A semana que começa deverá ser de frio, conforme a massa de ar polar que chegou ao país continua a exercer efeito sobre o tempo da região Sul e Sudeste, segundo dados do Instituto Nacional de Meterologia.

No estado do Rio de Janeiro, ao longo da semana, a temperatura pode chegar até 13 graus. Em São Paulo, a mínima pode ser de 9 graus.

No Sul, o frio também persiste. No Rio Grande do Sul, os termômetros podem registrar uma mínima de 7 graus, na capital Porto Alegre, ainda nessa segunda-feira. Em Curitiba, no Paraná, a mínima prevista é de 3 graus. Em Florianópolis, as temperaturas devem ficar entre 20 e 10 graus no início da semana.

A tendência é que as temperaturas subam com o avançar dos dias.

O domingo amanheceu com frio intenso e geadas nos três estados da Região Sul do país e no sul de Mato Grosso do Sul. Houve até temperaturas negativas em diversas cidades, como -3,9 graus em General Carneiro (PR); -3,9 graus em São Joaquim (SC) e -2,6 graus em São José dos Ausentes (RS).

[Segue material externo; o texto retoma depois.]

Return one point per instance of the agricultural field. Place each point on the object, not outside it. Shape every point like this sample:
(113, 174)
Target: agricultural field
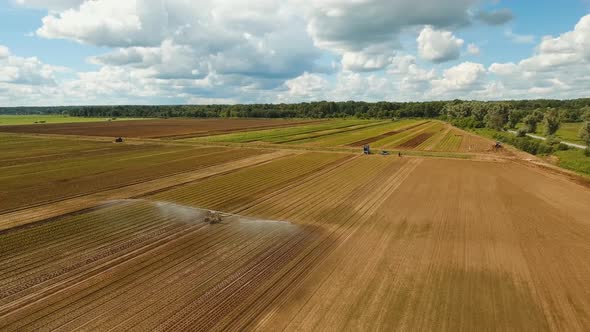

O frio é consequência de uma massa de ar polar que continua avançando sobre o centro-sul do país, e há previsão de novos recordes de frio na região Sul. No Sudeste e no Centro-Oeste, apesar da queda de temperatura, o frio mais intenso é previsto para o período da noite.

No entanto, segundo o meteorologista Marcio Cataldi, da Universidade Federal Fluminense (UFF), o mês como um todo deve ser menos frio que maio.

"Teremos uma queda bem acentuada na temperatura, tanto na mínima quanto na máxima. O restante do mês não deve ser tão frio", disse Cataldi.

Além da massa de ar polar, outro fenômeno que intervém no clima neste período do ano é o La Niña. Trata-se do resfriamento das águas do oceano pacífico tropical, influenciando na incidência de chuvas em diversas regiões do Brasil e potencializando a incidência de chuvas nas regiões Norte e Nordeste, mas aumentando o risco de seca ou de chuvas irregulares na Região Sul.